Power chiefs are already in talks to build a network of charging stations at locations such as hotels and shopping malls.
Dewa, the Dubai Electricity and Water Authority, intends to test 100 electric cars in its own fleet over the next two years.
“We just started our strategy,” Saeed Al Tayer, Dewa chief and vice chairman of Dubai’s Supreme Council of Energy, said on Monday.
Electric cars are cleaner and noise-free alternatives to conventional combustion-engine vehicles, but they require frequent charging and any scheme to encourage their use will have to rely on an extensive infrastructure of charging stations.

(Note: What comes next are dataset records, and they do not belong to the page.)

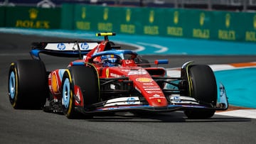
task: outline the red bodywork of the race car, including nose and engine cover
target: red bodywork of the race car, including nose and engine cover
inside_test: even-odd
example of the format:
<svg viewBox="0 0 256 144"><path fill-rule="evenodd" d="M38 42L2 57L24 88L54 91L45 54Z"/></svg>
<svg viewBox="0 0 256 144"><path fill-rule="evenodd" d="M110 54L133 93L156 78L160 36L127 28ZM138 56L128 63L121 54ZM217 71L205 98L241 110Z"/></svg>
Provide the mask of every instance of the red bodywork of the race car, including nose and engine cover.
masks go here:
<svg viewBox="0 0 256 144"><path fill-rule="evenodd" d="M93 50L87 53L87 55L83 58L83 60L75 60L70 62L68 67L72 66L74 62L90 62L97 69L97 73L99 74L99 78L111 78L111 77L129 77L129 80L133 82L134 88L144 96L146 101L148 101L149 106L168 106L168 102L164 93L159 87L154 79L152 79L152 75L149 74L150 71L159 71L156 77L163 77L166 75L166 71L161 67L139 67L139 65L134 62L134 58L137 55L132 57L132 60L121 60L120 65L114 67L105 67L102 65L100 57L95 57L93 62L91 57L96 52L102 52L106 49L106 45L109 43L108 40L104 40L99 45L97 45ZM54 70L50 72L48 77L48 84L50 88L50 92L53 94L55 101L61 100L60 87L61 80L63 77L63 72L65 69ZM79 89L78 89L79 91ZM75 91L75 95L77 91ZM80 99L82 99L81 94ZM129 94L127 94L129 96ZM76 104L78 105L78 104Z"/></svg>

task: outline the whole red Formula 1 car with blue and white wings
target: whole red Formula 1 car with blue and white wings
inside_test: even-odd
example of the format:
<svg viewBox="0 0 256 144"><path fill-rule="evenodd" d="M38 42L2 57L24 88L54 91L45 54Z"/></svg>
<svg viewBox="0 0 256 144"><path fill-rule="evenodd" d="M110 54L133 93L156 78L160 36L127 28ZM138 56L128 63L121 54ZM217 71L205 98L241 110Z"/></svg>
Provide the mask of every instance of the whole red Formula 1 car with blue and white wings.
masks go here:
<svg viewBox="0 0 256 144"><path fill-rule="evenodd" d="M98 43L34 43L33 60L11 63L11 105L63 112L68 118L119 111L184 111L188 118L210 118L215 111L228 109L225 89L220 84L218 99L208 65L186 62L181 77L168 77L158 67L168 60L151 64L132 50L121 50L108 40L110 35L115 33L97 33L105 37ZM47 72L39 53L79 59Z"/></svg>

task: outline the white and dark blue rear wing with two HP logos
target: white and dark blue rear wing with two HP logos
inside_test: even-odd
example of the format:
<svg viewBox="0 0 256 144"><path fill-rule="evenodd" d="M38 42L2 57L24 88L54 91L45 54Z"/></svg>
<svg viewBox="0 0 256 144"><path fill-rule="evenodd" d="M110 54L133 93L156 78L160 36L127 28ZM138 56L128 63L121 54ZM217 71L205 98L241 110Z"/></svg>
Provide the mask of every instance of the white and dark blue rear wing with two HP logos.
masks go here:
<svg viewBox="0 0 256 144"><path fill-rule="evenodd" d="M39 53L58 57L79 57L93 50L100 42L32 43L31 57L40 60Z"/></svg>

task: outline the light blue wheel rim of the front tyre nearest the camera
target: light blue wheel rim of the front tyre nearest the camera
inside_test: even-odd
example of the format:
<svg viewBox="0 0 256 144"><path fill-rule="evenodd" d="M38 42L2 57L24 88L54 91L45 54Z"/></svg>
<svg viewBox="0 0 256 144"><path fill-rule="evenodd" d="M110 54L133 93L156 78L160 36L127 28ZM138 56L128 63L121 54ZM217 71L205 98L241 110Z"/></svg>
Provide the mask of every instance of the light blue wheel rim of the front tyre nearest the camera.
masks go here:
<svg viewBox="0 0 256 144"><path fill-rule="evenodd" d="M65 109L68 109L69 103L70 103L70 82L69 79L66 78L63 84L63 106Z"/></svg>

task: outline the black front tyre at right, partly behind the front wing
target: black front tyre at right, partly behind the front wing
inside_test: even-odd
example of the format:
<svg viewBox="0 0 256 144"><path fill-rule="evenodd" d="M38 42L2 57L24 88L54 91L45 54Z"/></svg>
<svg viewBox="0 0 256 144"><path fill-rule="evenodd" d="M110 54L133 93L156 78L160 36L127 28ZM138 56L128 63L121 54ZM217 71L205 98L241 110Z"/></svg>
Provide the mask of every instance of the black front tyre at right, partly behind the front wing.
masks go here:
<svg viewBox="0 0 256 144"><path fill-rule="evenodd" d="M215 108L217 102L217 85L213 70L208 65L191 65L188 70L188 93L200 104ZM215 110L186 110L188 118L210 118Z"/></svg>

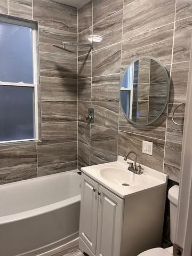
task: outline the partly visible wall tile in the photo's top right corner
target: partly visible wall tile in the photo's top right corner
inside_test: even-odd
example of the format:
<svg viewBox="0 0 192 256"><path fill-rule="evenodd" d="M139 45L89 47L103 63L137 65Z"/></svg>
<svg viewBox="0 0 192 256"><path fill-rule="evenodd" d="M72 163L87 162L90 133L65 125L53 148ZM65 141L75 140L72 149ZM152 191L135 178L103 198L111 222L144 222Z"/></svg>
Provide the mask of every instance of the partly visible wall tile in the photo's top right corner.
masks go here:
<svg viewBox="0 0 192 256"><path fill-rule="evenodd" d="M192 16L191 0L177 0L176 2L176 20L181 20Z"/></svg>

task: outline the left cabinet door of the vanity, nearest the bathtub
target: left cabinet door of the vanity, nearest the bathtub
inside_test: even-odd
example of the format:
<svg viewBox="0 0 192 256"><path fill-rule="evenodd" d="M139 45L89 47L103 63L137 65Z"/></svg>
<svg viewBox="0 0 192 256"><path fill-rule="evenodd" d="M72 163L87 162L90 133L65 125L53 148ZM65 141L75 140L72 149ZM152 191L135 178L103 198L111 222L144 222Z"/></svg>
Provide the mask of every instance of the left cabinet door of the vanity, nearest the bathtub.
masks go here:
<svg viewBox="0 0 192 256"><path fill-rule="evenodd" d="M79 235L95 254L98 223L99 184L82 173Z"/></svg>

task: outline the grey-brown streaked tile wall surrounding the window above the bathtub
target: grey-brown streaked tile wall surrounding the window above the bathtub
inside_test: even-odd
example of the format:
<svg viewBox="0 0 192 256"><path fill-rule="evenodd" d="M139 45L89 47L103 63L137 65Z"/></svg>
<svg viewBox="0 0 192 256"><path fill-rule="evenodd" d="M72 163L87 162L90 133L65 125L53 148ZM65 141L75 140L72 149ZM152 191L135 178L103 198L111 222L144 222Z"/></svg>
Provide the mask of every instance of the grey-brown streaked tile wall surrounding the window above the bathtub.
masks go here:
<svg viewBox="0 0 192 256"><path fill-rule="evenodd" d="M39 22L42 143L0 146L0 185L77 168L77 9L51 0L1 0L0 13ZM7 4L9 3L9 4ZM58 47L59 46L59 47Z"/></svg>

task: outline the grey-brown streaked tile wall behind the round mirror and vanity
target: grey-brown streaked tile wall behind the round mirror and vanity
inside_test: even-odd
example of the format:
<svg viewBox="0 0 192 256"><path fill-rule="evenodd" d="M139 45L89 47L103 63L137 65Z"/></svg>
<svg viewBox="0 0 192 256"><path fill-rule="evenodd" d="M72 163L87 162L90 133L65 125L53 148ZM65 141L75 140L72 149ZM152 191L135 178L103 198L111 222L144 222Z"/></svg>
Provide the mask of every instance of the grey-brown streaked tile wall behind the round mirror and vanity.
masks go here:
<svg viewBox="0 0 192 256"><path fill-rule="evenodd" d="M192 34L191 0L91 0L78 10L79 42L103 37L93 51L78 49L78 167L115 161L129 150L138 161L179 181L182 125L171 113L186 101ZM119 82L136 58L150 55L171 75L169 104L146 127L127 122L119 104ZM85 119L94 107L94 124ZM185 107L175 113L183 123ZM154 143L153 156L142 154L142 140Z"/></svg>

“Dewa will start, of course, with purchasing electric vehicles and our target is initially 100 vehicles maybe for the next two years,” Mr Al Tayer said.
Experts say electric cars are more efficient than their convention-fuel powered equivalents because of the greater efficiency with which power plants produce electricity.
If the power used by electric cars is produced by renewable sources, then they become a carbon-neutral transport option, meaning no harmful greenhouse gases are released into the atmosphere.
No fully electric cars are on sale in showrooms in Dubai.
Dewa is also pushing ahead with plans for a 100-megawatt solar photovoltaic power plant in Dubai, capable of producing energy from sunlight.
International companies interested in building and operating the plant, selling the clean energy to Dewa, met government officials on Monday.
The project is part of the Mohammed bin Rashid Al Maktoum solar park, which the Government wants to see grow to a capacity output of 1,000 megawatts by 2030.